Holger Schmieding ist Chefvolkswirt der Berenberg Bank. Foto: Berenberg Bank / Canva
Deutschland braucht eine Schuldenbremse. Ohne einen klaren Deckel für die Kreditaufnahme der öffentlichen Hand könnte der Staatshaushalt wie in den ersten 15 Jahren nach der Wiedervereinigung aus dem Ruder laufen. Aber der Deckel muss passen. Holger Schmieding nennt fünf Punkte, die bei der Schuldenbremse angepasst werden sollten.
In ihrer jetzigen übermäßig rigiden Form droht die Schuldenbremse, das Wachstum abzuwürgen, den Wandel zu einer klimaneutralen Wirtschaft zu behindern und die Verteidigungsfähigkeit des Landes weiter einzuschränken.
Die Diskussion wird sich in den kommenden Wochen voraussichtlich noch einmal zuspitzen. Anfang Juli will die Ampelkoalition dem Bundestag einen Entwurf für den Bundeshaushalt 2025 vorlegen, der der aktuellen Schuldenbremse genügt. Dafür muss sie noch bis zu 25 Milliarden Euro einsparen. Einen einfachen Ausweg gibt es politisch offenbar nicht. Die FDP möchte keine neue Notlage ausrufen, die juristisch ohnehin nicht einfach zu begründen wäre. Und die nötige Zweidrittelmehrheit für eine Reform der Schuldenbremse im Grundgesetz ist derzeit noch nicht in Sicht.
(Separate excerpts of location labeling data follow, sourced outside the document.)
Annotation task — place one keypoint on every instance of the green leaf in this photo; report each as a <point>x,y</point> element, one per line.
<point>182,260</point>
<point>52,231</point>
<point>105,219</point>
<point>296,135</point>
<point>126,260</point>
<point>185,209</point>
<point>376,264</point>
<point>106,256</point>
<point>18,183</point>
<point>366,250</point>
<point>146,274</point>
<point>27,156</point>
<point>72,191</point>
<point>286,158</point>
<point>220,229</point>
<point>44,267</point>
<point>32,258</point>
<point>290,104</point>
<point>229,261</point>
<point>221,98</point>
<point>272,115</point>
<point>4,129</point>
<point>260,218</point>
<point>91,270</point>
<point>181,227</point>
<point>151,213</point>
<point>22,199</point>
Ampel hat kein Interesse an vorgezogenen Neuwahlen
Da keine der drei Regierungsparteien ein Interesse an vorgezogenen Neuwahlen hat, wird die Ampel sich voraussichtlich einigen. Vermutlich wird sie dazu auch auf einige Tricks zurückgreifen müssen, zu denen sogenannte „globale Minderausgaben“ (konkret: wir vertagen die Entscheidung über einige Kürzungen) und eine neue Art gehören könnten, den konjunkturbereinigten Haushaltssaldo zu berechnen. Aber ohne schmerzhafte Einschnitte wird es nicht gehen. Vor allem fehlt der Spielraum, durch niedrigere Steuern bessere Anreize für mehr Investitionen und mehr Arbeit zu setzen.
Zur aktuellen Schwäche der öffentlichen und privaten Investitionen
Gerade den unterfinanzierten Kommunen mangelt es an Mitteln für mehr Investitionen, während der Privatsektor auf im internationalen Vergleich wettbewerbsfähigere Unternehmenssteuern und schnellere Abschreibungsbedingungen wartet. Dazu kommt ein weiterer Faktor: Seit zwei Jahren ist die Unsicherheit über die künftige Wirtschaftspolitik, wie sie von Economic Policy Uncertainty (policyuncertainty.com) regelmäßig gemessen wird, in Deutschland weit höher als beispielsweise in Frankreich, Italien und Großbritannien.
Nachdem die Diskussion über Heizungsgesetz und Energiepolitik etwas abgeflaut ist, trägt seit dem Urteil des Verfassungsgerichtes zur strikten Auslegung der Schuldenbremse vom Herbst 2023 auch der fortlaufenden Sparzwang zur Unsicherheit bei. Wo wird künftig gespart, auf welche Einschnitte müssen wir uns einstellen, was kann künftig noch gefördert werden? Diese Fragen bewegen Bürger und Investoren. Unsicherheit belastet Konsum und Investitionen. Auch in diesem Sinne ist die aktuelle Schuldenbremse zur Wachstumsbremse geworden.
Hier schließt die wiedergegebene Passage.